Unfortunately, even considerable sums of money rarely help you give up your habits – no matter whether they are harmful or not. Still, the money spent on this would bring you a lot more benefit than it seems.
Habits cost a decent amount of money. Many people even try to count how much money they spend on this or that trifle monthly. It is rarely motivating to give up a bad habit or a small meaningless purchase.
From the point of view of economy, it is necessary to use another term in this case – “lost profits” rather than “direct costs”. It would be correct to consider not how much we have spent, but how much we have failed to get. The money donated to manufacturers of cigarettes or to coffee shops could be deposited on a bank account. But you never know what can be done by proper investing!
For example, you like to drink coffee and eat cakes in one of the neighboring coffee shops. Suppose that it takes about $14 a week (just one cupcake and a cup of coffee before or after the working hours!). This is about 728 dollars annually.
But what if you deposit the money to earn interest?

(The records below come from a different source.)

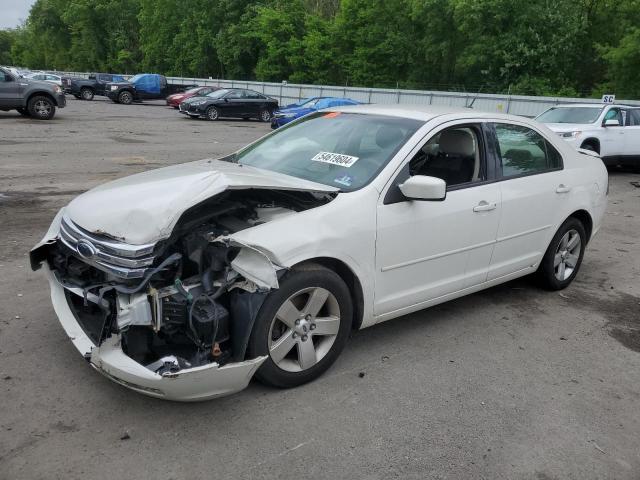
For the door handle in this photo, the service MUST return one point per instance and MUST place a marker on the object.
(484, 206)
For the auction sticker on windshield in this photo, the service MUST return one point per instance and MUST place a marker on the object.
(335, 159)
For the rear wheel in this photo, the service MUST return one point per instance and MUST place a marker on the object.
(212, 113)
(563, 257)
(302, 327)
(265, 115)
(86, 93)
(41, 107)
(125, 97)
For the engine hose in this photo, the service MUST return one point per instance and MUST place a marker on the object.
(211, 299)
(173, 258)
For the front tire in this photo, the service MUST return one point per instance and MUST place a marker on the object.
(125, 97)
(41, 107)
(563, 257)
(302, 327)
(213, 113)
(86, 94)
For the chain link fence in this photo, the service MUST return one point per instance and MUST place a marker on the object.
(287, 93)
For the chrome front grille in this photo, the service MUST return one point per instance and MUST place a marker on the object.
(111, 256)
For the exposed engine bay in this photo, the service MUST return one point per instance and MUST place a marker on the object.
(187, 301)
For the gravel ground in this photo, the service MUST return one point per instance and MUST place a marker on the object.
(509, 383)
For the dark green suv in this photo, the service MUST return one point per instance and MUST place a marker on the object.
(31, 98)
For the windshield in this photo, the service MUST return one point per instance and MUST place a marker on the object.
(219, 93)
(570, 115)
(343, 150)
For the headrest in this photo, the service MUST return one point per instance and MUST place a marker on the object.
(457, 142)
(389, 136)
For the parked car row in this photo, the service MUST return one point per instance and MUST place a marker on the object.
(611, 131)
(31, 98)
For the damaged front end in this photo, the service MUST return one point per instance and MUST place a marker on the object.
(170, 319)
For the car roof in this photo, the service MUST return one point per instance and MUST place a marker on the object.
(592, 105)
(424, 112)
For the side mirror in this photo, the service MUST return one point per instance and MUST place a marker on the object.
(422, 187)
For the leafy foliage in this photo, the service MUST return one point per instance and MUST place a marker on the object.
(561, 47)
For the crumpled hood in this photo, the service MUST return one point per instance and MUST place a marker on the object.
(145, 207)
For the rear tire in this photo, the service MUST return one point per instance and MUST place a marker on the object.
(86, 94)
(41, 107)
(301, 337)
(125, 97)
(563, 257)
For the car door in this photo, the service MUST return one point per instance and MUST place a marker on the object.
(428, 249)
(612, 137)
(534, 188)
(632, 133)
(255, 102)
(9, 90)
(232, 104)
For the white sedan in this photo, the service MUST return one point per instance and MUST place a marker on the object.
(46, 77)
(185, 282)
(612, 131)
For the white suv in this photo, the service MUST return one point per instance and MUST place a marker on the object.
(612, 131)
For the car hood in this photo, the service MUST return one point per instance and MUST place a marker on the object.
(296, 111)
(39, 83)
(145, 207)
(195, 98)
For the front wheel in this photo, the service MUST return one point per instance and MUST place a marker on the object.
(563, 257)
(41, 107)
(302, 327)
(125, 98)
(212, 113)
(265, 115)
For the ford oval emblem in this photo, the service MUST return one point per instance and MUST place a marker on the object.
(85, 249)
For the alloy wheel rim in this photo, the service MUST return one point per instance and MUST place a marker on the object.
(304, 329)
(567, 255)
(42, 108)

Within two years, the rejection of a cake with coffee would bring nearly $1,500. You could earn more money as well. Hugh Chou, a system administrator from the University of Washington, has developed a “muffin calculator” that allows you to see how much savings small expenses can bring over time.
In one of her interviews Sharon Rosenberg admitted her love of eating cupcakes. She bought them at the price of $2.75, three times a week. It takes some time to realize that she eats the equivalent of a new Dell desktop with a monitor annually!
Of course, any expenditure on the habit can stand for that muffin in the calculator. You only need to enter a single value of the product (Gourmet Muffin price) and the costs per week (muffins eaten per week), select the time period in years and specify the interest rate at which the money will be invested.